Las transformaciones sociales y tecnológicas, los movimientos migratorios y el carácter interconectado que acompaña al proceso de globalización que estamos viviendo, plantean a las sociedades más desarrolladas, y concretamente a los sectores más favorecidos de estas, retos que exigen respuestas difíciles de dar de forma natural. Los sectores más favorecidos de nuestro mundo, y en especial los que disfrutamos del llamado “primer mundo”, debemos priorizar en nuestras políticas educativas acciones orientadas a la formación de una ciudadanía activa, que sea capaz de dar respuesta a estos retos. Retos que probablemente supondrán confrontación con la aceptación de límites a comportamientos excesivamente centrados en el derecho a tener derechos y poco comprometidos con los derechos de los demás; es decir, con asumir deberes con la humanidad, cuando estos comporten límites a los derechos propios. Vivimos en una sociedad donde impera la diversidad -diferencia- y es este un factor que puede provocar un aumento de las desigualdades. Avanzar hacia una sociedad inclusiva en contextos de diversidad y de diferencia exige formar no solo ciudadanos que defiendan y luchen por sus derechos de primera y segunda generación, sino que también reconozcan la diferencia como factor de progreso y estén dispuestos a luchar por los derechos de los demás para evitar desigualdades, aunque sea a costa de perder determinados niveles de disfrute de estos derechos de primera y segunda generación de los que ahora gozamos algunos, y que en parte son causa de las situaciones de desigualdad en nuestro mundo. Formar una ciudadanía que procure la transformación de nuestra sociedad en una sociedad más justa y equitativa no es fácil y no se trata de un reto que pueda confiarse únicamente a la familia y a los agentes de educación no formal e informal.

Este modelo de ciudadanía activa es necesario y no se improvisa. Ignorar su necesidad solo es propio de sociedades terminales, en las que algunos necios pretenden el logro del máximo beneficio particular en detrimento del bien común, olvidando que incluso el disfrute de los bienes particulares, para que sea feliz y gratificante, precisa de un clima de convivencia y paz, difícil de mantener si olvidamos cultivar y consolidar tal bien común. Educar en función de este modelo de ciudadanía requiere acciones pedagógicas orientadas a la persona en su globalidad, a la inteligencia, a la razón, al sentimiento y a la voluntad. La escuela es la institución que mejor puede desarrollar esta tarea en la infancia y la juventud.

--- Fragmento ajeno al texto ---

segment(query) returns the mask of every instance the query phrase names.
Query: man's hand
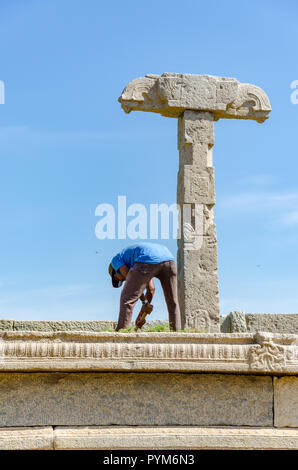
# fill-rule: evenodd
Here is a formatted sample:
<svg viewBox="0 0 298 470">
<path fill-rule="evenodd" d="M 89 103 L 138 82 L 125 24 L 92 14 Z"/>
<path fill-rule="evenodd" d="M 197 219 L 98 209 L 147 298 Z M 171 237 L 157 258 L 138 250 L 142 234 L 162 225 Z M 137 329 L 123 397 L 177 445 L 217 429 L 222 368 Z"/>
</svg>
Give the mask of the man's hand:
<svg viewBox="0 0 298 470">
<path fill-rule="evenodd" d="M 144 312 L 146 312 L 146 314 L 148 315 L 149 313 L 152 312 L 153 310 L 153 305 L 152 304 L 149 304 L 148 302 L 146 302 L 145 304 L 143 304 L 143 307 L 144 307 Z M 142 307 L 142 308 L 143 308 Z"/>
<path fill-rule="evenodd" d="M 145 325 L 146 315 L 149 315 L 153 310 L 153 305 L 149 304 L 145 300 L 142 300 L 142 302 L 143 302 L 143 305 L 142 305 L 141 311 L 136 319 L 135 331 L 137 331 L 138 328 L 142 328 L 142 326 Z"/>
</svg>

La escuela es un buen espacio para aprender a vivir en comunidad, disfrutando derechos y compartiendo deberes, para ser reconocido como persona y reconocer a los otros como tales, para aceptar normas y participar en su transformación y mejora. Pero la escuela también puede ser un espacio donde aprender a ser vulnerable y excluido, donde se enseña a respetar normas en las que no se puede incidir ni trabajar por mejorarlas, donde se aprende a cumplir con lo establecido y a someter la propia voluntad a la del más fuerte. La escuela es una pieza clave en la manera en cómo nos iniciamos en la vida ciudadana.

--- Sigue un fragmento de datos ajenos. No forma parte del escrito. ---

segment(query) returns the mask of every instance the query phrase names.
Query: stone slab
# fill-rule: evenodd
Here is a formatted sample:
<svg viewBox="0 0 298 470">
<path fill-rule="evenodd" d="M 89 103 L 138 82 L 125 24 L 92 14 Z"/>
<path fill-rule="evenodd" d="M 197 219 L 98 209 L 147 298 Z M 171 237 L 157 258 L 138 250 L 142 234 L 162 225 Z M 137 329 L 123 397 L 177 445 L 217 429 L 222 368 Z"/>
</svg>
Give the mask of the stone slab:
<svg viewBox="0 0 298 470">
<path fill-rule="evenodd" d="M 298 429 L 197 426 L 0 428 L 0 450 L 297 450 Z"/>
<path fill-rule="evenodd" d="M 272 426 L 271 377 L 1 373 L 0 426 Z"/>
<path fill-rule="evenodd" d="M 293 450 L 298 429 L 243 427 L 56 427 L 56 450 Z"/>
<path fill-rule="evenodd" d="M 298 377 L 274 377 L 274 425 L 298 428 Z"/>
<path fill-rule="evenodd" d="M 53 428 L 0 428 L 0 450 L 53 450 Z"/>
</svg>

El trabajo y la familia han sido hasta ahora fuentes de identidad y de promoción de sentimientos de ciudadanía. Hoy en día, la naturaleza cambiante del trabajo por un lado, y, por otro, las diferentes y múltiples variables que configuran los diferentes estilos de vida familiar, han hecho que estos dos factores pierdan en parte su carácter de fuente de identidad. La escuela permanece como uno de los pocos espacios de creación de un cierto sentido de ciudadanía. A pesar de que algunos piensan que este tipo de formación debería formar parte del ámbito privado-familiar, entendemos que, al margen de la lógica influencia de la familia y de las instituciones y organizaciones religiosas y/o políticas, la sociedad ha de garantizar una formación de la infancia y la juventud adecuada y suficiente en este ámbito. Y la escuela es para ello el instrumento óptimo.

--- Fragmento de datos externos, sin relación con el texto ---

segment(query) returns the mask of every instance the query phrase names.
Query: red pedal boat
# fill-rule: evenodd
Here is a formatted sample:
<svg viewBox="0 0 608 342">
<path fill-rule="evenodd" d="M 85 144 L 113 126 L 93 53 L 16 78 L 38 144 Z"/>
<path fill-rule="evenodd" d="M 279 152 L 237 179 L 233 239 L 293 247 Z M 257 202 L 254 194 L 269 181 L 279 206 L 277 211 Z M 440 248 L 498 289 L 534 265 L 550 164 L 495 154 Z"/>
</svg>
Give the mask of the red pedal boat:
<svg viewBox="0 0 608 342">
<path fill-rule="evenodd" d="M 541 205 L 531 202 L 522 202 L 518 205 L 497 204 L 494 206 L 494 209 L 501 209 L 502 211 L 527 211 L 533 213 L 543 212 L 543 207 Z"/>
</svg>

Es necesario aprender a estimar los valores de la democracia en sociedades globalizadas.
En época de globalización, la necesidad de contar con unas raíces sólidas que den sentido ético a nuestras vidas e identidades culturales diversas, junto con la búsqueda de criterios que regulen la convivencia y que garanticen la construcción de una sociedad democrática son factores que reclaman un modelo de educación en valores diferente al de épocas anteriores. En párrafos precedentes ya se han apuntado algunos de los valores a considerar, tales como la sostenibilidad frente a la innovación y el crecimiento ilimitado, la interculturalidad ante la diversidad y la segregación cultural, o el fomento de la equidad para hacer frente a la exclusión social. Norbert Bilbeny, al referirse a estos valores en el marco de valores democráticos en la cultura global, distingue entre valores inherentes, transformaciones negativas y correcciones democráticas. Entre los valores inherentes encontramos conceptos como globalidad informativa, diversidad cultural e innovación. La segunda categoría engloba términos como exclusión social, segregación cultural y crecimiento ilimitado. Y al hablar de correcciones democráticas nos referimos a equidad, interculturalidad y sostenibilidad, por ejemplo. Obviamente la educación no puede por sí sola evitar que la globalización muestre su perfil destructivo y genere transformaciones negativas, pero sí puede contribuir a denunciarlas, e incluso corregirlas, formando ciudadanos y ciudadanas democráticos. La democracia es el mejor aliado. Son necesarios los actos de denuncia y solidaridad, pero sobre todo es necesario formar una sociedad democrática que promueva gobiernos capaces de desarrollar políticas públicas en favor de la justicia, la equidad y la convivencia intercultural.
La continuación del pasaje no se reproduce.